Options spreads are the basic building blocks of many options trading strategies. A spread position is entered by buying and selling options of the same class on the same underlying security but with different strike prices or expiration dates. An option spread shouldn't be confused with a spread option. The three main classes of spreads are the horizontal spread, the vertical spread and the diagonal spread. They are grouped by the relationships between the strike price and expiration dates of the options involved -

Vertical spreads, or money spreads, are spreads involving options of the same underlying security, same expiration month, but at different strike prices.

Horizontal, calendar spreads, or time spreads are created using options of the same underlying security, same strike prices but with different expiration dates.

Diagonal spreads are constructed using options of the same underlying security but different strike prices and expiration dates. They are called diagonal spreads because they are a combination of vertical and horizontal spreads.

List of spreads
Any spread that is constructed using calls can be referred to as a call spread, while a put spread is constructed using puts.

Bull and bear spreads
If a spread is designed to profit from a rise in the price of the underlying security, it is a bull spread. A bear spread is a spread where favorable outcome is obtained when the price of the underlying security goes down.

Credit and debit spreads
If the premiums of the options sold is higher than the premiums of the options purchased, then a net credit is received when entering the spread. If the opposite is true, then a debit is taken. Spreads that are entered on a debit are known as debit spreads while those entered on a credit are known as credit spreads.

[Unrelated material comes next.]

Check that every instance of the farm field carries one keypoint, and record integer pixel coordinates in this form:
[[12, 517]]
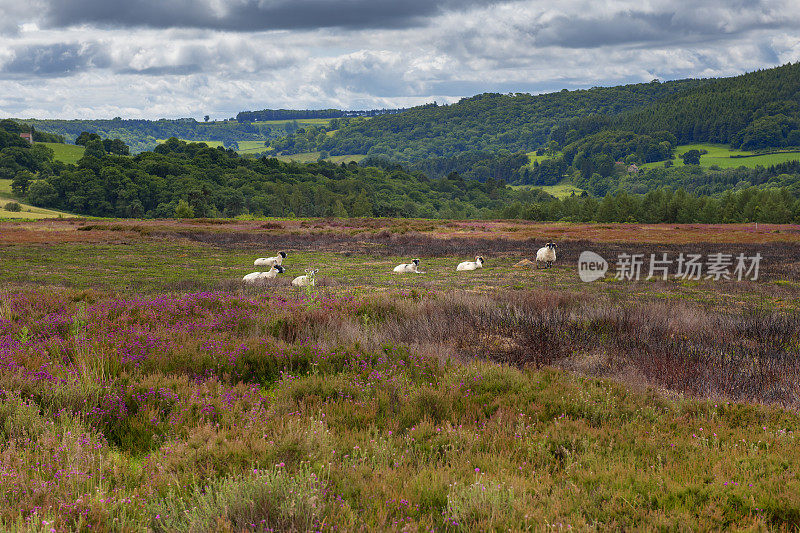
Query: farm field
[[28, 211], [251, 146], [560, 190], [67, 153], [307, 157], [720, 155], [211, 144], [145, 389], [300, 121]]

Ratio spreads and backspreads
There are also spreads in which unequal number of options are simultaneously purchased and written. When more options are written than purchased, it is a ratio spread. When more options are purchased than written, it is a backspread.

Spread combinations
Many options strategies are built around spreads and combinations of spreads. For example, a bull put spread is basically a bull spread that is also a credit spread while the iron butterfly can be broken down into a combination of a bull put spread and a bear call spread.

Box spread
A box spread consists of a bull call spread and a bear put spread. The calls and puts have the same expiration date. The resulting portfolio is delta neutral.  For example, a 40-50 January 2010 box consists of:
 Long a January 2010 40-strike call
 Short a January 2010 50-strike call
 Long a January 2010 50-strike put
 Short a January 2010 40-strike put

A box spread position has a constant payoff at exercise equal to the difference in strike values.  Thus, the 40-50 box example above is worth 10 at exercise.  For this reason, a box is sometimes considered a "pure interest rate play" because buying one basically constitutes lending some money to the counterparty until exercise.

Box spreads expose investors to low-probability, extremely-high severity risk:  if the options are exercised early, they can incur a loss much greater than the expected gain.

Net volatility

The net volatility of an option spread trade is the volatility level such that the theoretical value of the spread trade is equal to the spread's market price. In practice, it can be considered the implied volatility of the option spread.